We can’t eliminate our use of coal completely, but the news isn’t all bad. Carbon storage is an option, and researchers are working with experimental technology which will clean up coal. It’s not commercially viable yet but that day may come. In the meantime there’s another source of power which just happens to be the cleanest, safest and most efficient in the world: nuclear.
Britain has done us a favour in the past by helping us deal with some intractable problems, such as unwanted workers (emigration) and foetuses (abortion on demand). Gradually they’re helping us solve our power problems too. There’s an interconnecter running between Ireland and the UK through which we import electricity. We’re pretty sure that most of the power comes from wind farms in Scotland, but electrical power is pooled so some of it has to come from nuclear power stations in England. Last week the British government gave the go-ahead to build 10 new stations, so it’s inevitable that we’ll be using lots more of their nuclear power, especially on calm days. Yet another Irish solution to an Irish problem – maintain a statutory ban on nuclear power in Ireland, but import it as required from Britain.

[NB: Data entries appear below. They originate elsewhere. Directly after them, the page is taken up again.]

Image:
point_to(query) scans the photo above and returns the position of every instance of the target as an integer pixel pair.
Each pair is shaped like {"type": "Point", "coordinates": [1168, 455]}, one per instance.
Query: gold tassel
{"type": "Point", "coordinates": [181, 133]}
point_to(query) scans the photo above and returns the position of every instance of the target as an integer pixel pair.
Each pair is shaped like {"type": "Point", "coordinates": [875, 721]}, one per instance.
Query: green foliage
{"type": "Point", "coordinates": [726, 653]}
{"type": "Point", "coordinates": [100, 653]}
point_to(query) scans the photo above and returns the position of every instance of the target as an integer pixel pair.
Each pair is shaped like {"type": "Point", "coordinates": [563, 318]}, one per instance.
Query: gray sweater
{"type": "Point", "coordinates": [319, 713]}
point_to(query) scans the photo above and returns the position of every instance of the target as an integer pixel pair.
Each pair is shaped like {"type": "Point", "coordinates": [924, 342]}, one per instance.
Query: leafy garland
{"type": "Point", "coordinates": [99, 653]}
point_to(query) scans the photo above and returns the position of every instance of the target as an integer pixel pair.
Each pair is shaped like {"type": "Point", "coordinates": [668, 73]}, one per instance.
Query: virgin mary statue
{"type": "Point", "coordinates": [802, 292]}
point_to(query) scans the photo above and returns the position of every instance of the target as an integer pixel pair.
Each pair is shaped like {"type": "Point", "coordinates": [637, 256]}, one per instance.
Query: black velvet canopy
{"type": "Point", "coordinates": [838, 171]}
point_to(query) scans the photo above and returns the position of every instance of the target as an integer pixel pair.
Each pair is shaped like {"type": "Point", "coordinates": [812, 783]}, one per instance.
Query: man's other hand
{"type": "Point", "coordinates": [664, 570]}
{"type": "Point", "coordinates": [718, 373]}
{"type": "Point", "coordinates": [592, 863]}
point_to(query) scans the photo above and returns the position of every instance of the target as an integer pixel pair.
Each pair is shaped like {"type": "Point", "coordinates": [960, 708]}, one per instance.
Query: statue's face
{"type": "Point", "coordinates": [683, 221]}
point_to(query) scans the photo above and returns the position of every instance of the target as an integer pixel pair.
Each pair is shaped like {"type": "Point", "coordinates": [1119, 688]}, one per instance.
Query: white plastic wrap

Still, we wouldn’t be alone in the hypocrisy. The Greens in Germany made it a condition of getting into coalition government that all the country’s nuclear power stations be shut. The process began, but the brakes are being applied. Now they’re planning to increase capacity from the stations not yet closed and will import the shortfall from France, where 80% of electricity is generated by nuclear power.
So the future is nuclear, but there are too many people who’d rather someone else faced up to it.
If you are one of those who hears “nuclear” and thinks “explosions and cancer”, think again. Many environmentalists, such as James Lovelock and Bruno Comby, now accept that saving the planet means going nuclear. Even those who remain opposed, the likes of George Monbiot, accept that nuclear power stations are clean and safe. The last pillar of Monbiot’s arguments is that no-one yet knows the consequences of burying nuclear waste. Yet research into million-year cladding indicates that the waste problem can be handled safely. Climate change caused by carbon emissions from coal and oil is destroying the planet, and will cause the deaths of hundreds of thousands if not millions perhaps within our lifetimes. We simply don’t have time to mess around with irrational fears of a safe technology. Nuclear power is carbon-free and we’ve got 10,000 or possibly 1m years to figure out what to do with the waste. That buys us a lot of time, and much cheaper than unreliable wind.
Once people thought nuclear power would destroy the planet. Actually it can save it. Irish people wishing it wasn’t so are just tilting at windmills.